Nick Cave, a name that leads us into a mysterious universe populated by almost mystical beings and elegant cultural icons with a decadent allure. One has to admit it, nothing is banal in his world. Everything can be transformed, adorned and falsified thanks to the power of the imagination.
This Australian rock poet has imposed himself in an (elegantly) violent way on the panorama of world rock music, thanks to his appearance and to a unique flair, made up of English class, but also, and above all, of a certain “je ne sais quoi” of the decadent, the noir and the destabilising: his enigmatic face, adorned with a black bob haircut after the style of a Wildian dandy from Carnaby Street, or even his tapering hands which can barely support some imposing rings with a cryptic significance. In spite of this, Cave has never fallen into the cliché of a certain gothic style, which has, unfortunately, and dangerously, become fashionable.

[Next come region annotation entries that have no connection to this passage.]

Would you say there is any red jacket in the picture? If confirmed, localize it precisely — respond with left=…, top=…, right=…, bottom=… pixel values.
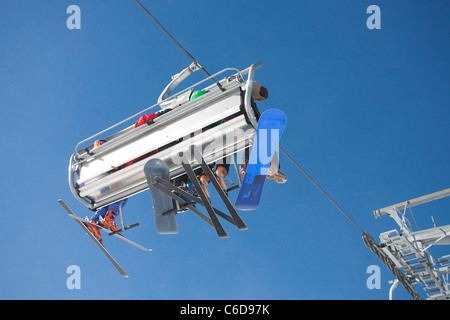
left=125, top=112, right=158, bottom=167
left=133, top=112, right=158, bottom=128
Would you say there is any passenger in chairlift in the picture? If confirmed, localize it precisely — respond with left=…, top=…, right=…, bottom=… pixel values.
left=240, top=81, right=287, bottom=184
left=86, top=140, right=128, bottom=245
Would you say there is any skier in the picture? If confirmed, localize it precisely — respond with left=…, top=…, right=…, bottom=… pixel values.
left=189, top=90, right=230, bottom=200
left=86, top=140, right=128, bottom=245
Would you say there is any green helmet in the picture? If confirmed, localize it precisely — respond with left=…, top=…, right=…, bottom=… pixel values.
left=189, top=90, right=208, bottom=101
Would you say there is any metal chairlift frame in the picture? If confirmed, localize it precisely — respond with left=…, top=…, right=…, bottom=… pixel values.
left=68, top=62, right=262, bottom=212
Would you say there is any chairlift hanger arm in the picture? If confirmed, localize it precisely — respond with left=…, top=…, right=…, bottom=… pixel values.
left=134, top=0, right=223, bottom=91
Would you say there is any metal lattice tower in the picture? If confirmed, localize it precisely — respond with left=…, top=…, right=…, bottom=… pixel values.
left=374, top=188, right=450, bottom=300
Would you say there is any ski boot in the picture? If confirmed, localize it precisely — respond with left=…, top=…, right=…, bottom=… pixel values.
left=216, top=165, right=228, bottom=194
left=267, top=171, right=287, bottom=184
left=86, top=217, right=103, bottom=246
left=199, top=174, right=211, bottom=202
left=102, top=210, right=122, bottom=235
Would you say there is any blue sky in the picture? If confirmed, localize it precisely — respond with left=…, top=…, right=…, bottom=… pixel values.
left=0, top=0, right=450, bottom=300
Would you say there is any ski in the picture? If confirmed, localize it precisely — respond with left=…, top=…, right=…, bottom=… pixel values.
left=235, top=109, right=287, bottom=210
left=58, top=199, right=129, bottom=278
left=72, top=215, right=152, bottom=251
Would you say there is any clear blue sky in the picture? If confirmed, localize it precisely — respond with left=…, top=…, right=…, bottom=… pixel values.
left=0, top=0, right=450, bottom=299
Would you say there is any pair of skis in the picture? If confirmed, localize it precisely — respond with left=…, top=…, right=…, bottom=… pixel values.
left=58, top=199, right=151, bottom=278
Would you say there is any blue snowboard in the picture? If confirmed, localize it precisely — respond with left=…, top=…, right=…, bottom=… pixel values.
left=235, top=109, right=287, bottom=211
left=144, top=159, right=178, bottom=234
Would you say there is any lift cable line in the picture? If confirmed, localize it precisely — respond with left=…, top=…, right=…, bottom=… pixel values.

On the contrary, over the course of his career, he has known how to reinvent himself brilliantly. After the golden period with the Birthday Party, the group that symbolised the destructive rage of the punk movement, Nick Cave was able to reveal another side to his personality, more noir and introspective, bringing out memorable albums accompanied by his fellow musicians, the Bad Seeds.
20,000 Days on Earth presents a day in the life of the Brighton poet. Like a sinuous wave that rocks us throughout an hour and a half, it shows a NickCave who is at times fragile, compassionate and absolutely fascinating. The film by Ian Forsyth and Jane Pollard is not a documentary in the classic sense of the word, but a free dive into the mind of an artist who is incredibly profound, humane and surprising.

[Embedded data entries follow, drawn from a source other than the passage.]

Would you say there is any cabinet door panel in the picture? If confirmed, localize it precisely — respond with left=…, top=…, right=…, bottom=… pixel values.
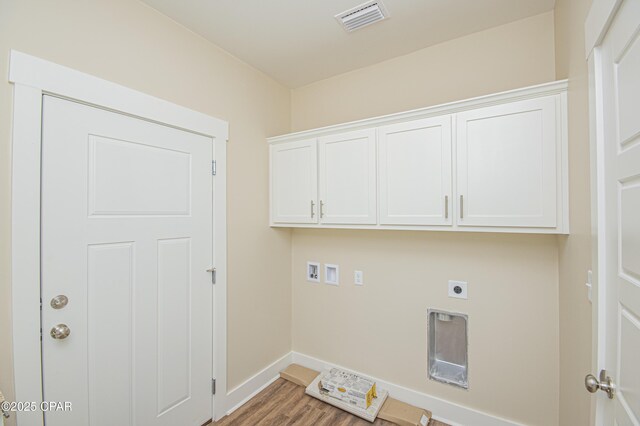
left=378, top=115, right=452, bottom=225
left=318, top=129, right=376, bottom=224
left=271, top=139, right=318, bottom=223
left=456, top=96, right=559, bottom=227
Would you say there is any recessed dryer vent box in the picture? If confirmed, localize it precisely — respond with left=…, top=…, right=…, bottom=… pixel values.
left=427, top=309, right=469, bottom=389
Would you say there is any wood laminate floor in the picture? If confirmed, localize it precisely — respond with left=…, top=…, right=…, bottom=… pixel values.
left=213, top=379, right=447, bottom=426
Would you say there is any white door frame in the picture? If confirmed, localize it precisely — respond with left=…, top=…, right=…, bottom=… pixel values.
left=9, top=50, right=229, bottom=426
left=584, top=0, right=622, bottom=425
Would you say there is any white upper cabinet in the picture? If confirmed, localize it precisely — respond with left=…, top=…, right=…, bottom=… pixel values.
left=318, top=129, right=376, bottom=225
left=270, top=139, right=318, bottom=224
left=456, top=96, right=559, bottom=228
left=378, top=115, right=452, bottom=225
left=269, top=80, right=569, bottom=234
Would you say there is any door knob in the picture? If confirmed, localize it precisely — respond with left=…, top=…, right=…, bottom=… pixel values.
left=584, top=370, right=616, bottom=399
left=51, top=294, right=69, bottom=309
left=50, top=324, right=71, bottom=339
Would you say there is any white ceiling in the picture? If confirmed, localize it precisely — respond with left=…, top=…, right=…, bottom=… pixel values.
left=142, top=0, right=555, bottom=87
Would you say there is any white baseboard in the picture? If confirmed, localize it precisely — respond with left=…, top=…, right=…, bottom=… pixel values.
left=291, top=352, right=520, bottom=426
left=225, top=352, right=293, bottom=415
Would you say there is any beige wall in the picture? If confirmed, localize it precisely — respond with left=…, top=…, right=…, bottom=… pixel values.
left=555, top=0, right=591, bottom=426
left=0, top=0, right=291, bottom=418
left=292, top=13, right=559, bottom=426
left=291, top=13, right=555, bottom=131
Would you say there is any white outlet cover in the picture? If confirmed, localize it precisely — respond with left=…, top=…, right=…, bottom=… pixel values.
left=449, top=280, right=467, bottom=299
left=307, top=262, right=320, bottom=283
left=324, top=263, right=340, bottom=285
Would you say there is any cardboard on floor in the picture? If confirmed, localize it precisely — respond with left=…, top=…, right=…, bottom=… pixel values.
left=280, top=364, right=431, bottom=426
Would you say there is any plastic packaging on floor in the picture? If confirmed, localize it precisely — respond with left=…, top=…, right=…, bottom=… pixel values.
left=305, top=369, right=389, bottom=422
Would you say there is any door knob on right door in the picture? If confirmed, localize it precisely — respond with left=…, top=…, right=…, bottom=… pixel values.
left=50, top=324, right=71, bottom=339
left=584, top=370, right=616, bottom=399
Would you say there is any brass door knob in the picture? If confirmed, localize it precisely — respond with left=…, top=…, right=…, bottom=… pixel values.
left=50, top=324, right=71, bottom=339
left=584, top=370, right=616, bottom=399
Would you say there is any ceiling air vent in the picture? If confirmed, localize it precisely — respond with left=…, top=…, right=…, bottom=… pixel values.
left=336, top=1, right=389, bottom=32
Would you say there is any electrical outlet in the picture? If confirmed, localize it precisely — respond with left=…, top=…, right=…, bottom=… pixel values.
left=449, top=280, right=467, bottom=299
left=353, top=271, right=364, bottom=285
left=307, top=262, right=320, bottom=283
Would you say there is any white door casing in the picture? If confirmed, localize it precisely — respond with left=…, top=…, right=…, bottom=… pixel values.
left=318, top=129, right=377, bottom=225
left=586, top=0, right=640, bottom=425
left=456, top=96, right=559, bottom=228
left=9, top=51, right=228, bottom=426
left=41, top=96, right=213, bottom=426
left=378, top=115, right=453, bottom=225
left=270, top=139, right=318, bottom=223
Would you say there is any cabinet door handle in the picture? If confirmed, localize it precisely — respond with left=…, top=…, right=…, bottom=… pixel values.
left=444, top=195, right=449, bottom=219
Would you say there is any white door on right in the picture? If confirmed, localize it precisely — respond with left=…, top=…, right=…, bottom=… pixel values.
left=587, top=0, right=640, bottom=426
left=456, top=96, right=559, bottom=228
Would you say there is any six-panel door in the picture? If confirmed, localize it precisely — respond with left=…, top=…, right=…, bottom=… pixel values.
left=271, top=139, right=318, bottom=223
left=378, top=115, right=452, bottom=225
left=318, top=129, right=376, bottom=225
left=456, top=96, right=560, bottom=228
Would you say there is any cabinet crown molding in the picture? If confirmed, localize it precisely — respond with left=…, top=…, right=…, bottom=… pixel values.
left=267, top=80, right=569, bottom=144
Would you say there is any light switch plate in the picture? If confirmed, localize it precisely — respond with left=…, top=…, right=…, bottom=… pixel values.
left=307, top=262, right=320, bottom=283
left=324, top=263, right=340, bottom=285
left=449, top=280, right=467, bottom=299
left=353, top=271, right=364, bottom=285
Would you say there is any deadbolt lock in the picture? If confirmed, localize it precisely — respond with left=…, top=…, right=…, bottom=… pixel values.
left=51, top=294, right=69, bottom=309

Through some unconventional interviews (one need only think of the sittings with his psychoanalyst and the improvised lunch with Warren Ellis, his long-time creative partner), which are surprising and profound, Nick Cave shows us his intimate world, his fears, but also what inspires him and drives him to express himself through music, literature and poetry.
20,000 Days on Earth enables us to take a peep through the chinks of the “celebrity”, NickCave. His artistic alter-ego shows us how much that is extraordinary and awe-inspiring lies behind the façade. Forsyth and Pollard’s film has a rare stylistic beauty: the shots of Cave’s past exhibitions are shown with a frenzy that almost reaches ecstasy.
It is all brought together thanks to a soundtrack (by Cave and Ellis) that rises and falls over the images like the song of a siren or even the call of a Muse. This sense of mystery, the perfect osmosis between reality and fiction, is brilliantly suggested by the almost magical apparition of various long-time collaborators of NickCave’s, like the actor Ray Winstone, Kylie Minogue or even the sparkling Blix Bargel who shared a brief, but intense moment of intimacy with him.
It is a wonderful example of the extent to which creativity can transform reality into something grandiose.